Eli Carlos foi um comentarista de muita precisão na análise do jogo. Humilde desde os tempos de jogador, o ex-atacante e técnico respeitava todas ideias sobre futebol, mas argumentava com facilidade sobre suas convicções e compartilhava com seus ouvintes todos conceitos nas transmissões da Rádio Bandeirantes.

Criada pelo âncora Edu Pinheiro, impulsionada por Carlos Batista, a vinheta “E aí, Eli?” é uma das mais emblemáticas da história. Em todo lugar que Eli visitava e era reconhecido era certo que ouviria a pergunta.

E aí? Eli?

Eli compartilhou dos microfones da Rádio e TV Bandeirantes durante o período de 10 anos atuando como comentarista esportivo. Seus bordões caíram no gosto popular dos torcedores de Campinas.

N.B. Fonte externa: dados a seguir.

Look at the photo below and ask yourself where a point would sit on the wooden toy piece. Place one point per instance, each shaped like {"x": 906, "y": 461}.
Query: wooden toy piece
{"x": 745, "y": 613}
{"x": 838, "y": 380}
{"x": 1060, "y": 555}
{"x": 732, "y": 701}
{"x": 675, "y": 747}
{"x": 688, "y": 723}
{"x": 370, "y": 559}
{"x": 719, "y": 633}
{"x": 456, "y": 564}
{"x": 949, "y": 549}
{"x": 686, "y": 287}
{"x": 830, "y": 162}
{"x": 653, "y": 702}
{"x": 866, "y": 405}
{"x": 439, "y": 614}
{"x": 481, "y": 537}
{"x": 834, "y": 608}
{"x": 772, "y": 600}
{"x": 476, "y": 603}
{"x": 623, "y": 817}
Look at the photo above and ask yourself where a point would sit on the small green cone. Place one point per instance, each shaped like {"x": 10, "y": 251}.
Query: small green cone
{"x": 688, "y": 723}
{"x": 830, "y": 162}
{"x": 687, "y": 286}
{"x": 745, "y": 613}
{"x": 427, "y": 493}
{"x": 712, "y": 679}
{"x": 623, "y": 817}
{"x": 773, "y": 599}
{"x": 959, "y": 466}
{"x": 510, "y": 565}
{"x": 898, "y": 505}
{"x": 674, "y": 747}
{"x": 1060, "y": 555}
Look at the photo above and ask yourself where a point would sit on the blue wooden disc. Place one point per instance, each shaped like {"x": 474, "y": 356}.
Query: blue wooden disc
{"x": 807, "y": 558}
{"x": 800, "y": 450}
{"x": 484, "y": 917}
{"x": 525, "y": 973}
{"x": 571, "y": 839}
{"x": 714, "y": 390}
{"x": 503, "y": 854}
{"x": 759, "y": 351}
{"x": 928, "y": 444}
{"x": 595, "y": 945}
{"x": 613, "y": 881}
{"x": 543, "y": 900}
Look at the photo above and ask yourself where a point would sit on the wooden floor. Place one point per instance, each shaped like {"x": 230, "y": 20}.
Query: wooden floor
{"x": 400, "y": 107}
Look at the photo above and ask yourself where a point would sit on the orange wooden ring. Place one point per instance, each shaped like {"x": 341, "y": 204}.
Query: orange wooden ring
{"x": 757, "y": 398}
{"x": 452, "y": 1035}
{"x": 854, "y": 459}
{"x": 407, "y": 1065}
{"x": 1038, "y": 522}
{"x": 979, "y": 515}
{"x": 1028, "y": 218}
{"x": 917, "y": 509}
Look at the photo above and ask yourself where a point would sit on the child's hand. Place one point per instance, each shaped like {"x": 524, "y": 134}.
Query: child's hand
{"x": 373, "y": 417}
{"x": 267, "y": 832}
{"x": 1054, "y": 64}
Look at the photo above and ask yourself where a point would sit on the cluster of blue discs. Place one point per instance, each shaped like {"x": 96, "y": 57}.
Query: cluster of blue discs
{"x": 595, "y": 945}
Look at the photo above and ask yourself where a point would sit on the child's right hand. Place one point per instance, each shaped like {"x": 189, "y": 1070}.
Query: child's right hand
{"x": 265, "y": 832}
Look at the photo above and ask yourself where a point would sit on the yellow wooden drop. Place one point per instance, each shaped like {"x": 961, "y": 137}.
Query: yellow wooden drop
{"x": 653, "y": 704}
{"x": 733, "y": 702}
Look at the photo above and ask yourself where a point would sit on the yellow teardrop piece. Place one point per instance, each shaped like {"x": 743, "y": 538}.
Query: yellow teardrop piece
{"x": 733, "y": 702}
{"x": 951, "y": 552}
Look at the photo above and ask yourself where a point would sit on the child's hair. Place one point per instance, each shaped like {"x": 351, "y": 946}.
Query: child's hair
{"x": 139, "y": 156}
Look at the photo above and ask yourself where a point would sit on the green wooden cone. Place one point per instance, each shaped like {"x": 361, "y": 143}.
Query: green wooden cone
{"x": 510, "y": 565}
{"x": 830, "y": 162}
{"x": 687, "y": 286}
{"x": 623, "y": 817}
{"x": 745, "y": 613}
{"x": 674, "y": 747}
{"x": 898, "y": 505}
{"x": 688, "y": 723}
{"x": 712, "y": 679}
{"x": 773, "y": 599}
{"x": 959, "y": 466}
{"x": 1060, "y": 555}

O Portal CB relembra alguns deles.

“O jogador está com a senha”
Se referia quando um atleta do banco de reservas estava pedindo espaço na equipe titular com boas atuações.

“O certo é o que dá certo”
Muitas coisas que os analistas julgavam que eram erradas acabavam dando certo.

“O problema do jogador ruim é que uma hora tem que usar”
A frase descontraída se referia aos jogadores contestados que estavam no plantel.

“O futebol é um antes da bola rolar, um com a bola rolando e outro depois da bola rolar”
Se referia aos diversos modos de analisar e valorizar determinada partida.

Eli Carlos morreu na última sexta-feira, aos 66 anos, no Hospital Irmãos Penteado, em Campinas. Irmão de Silas, ídolo do São Paulo, mas atacante com grandes passagens pelo estado de São Paulo e Rio de Janeiro, contribuiu na crônica esportiva como comentarista, além da carreira de dirigente e técnico.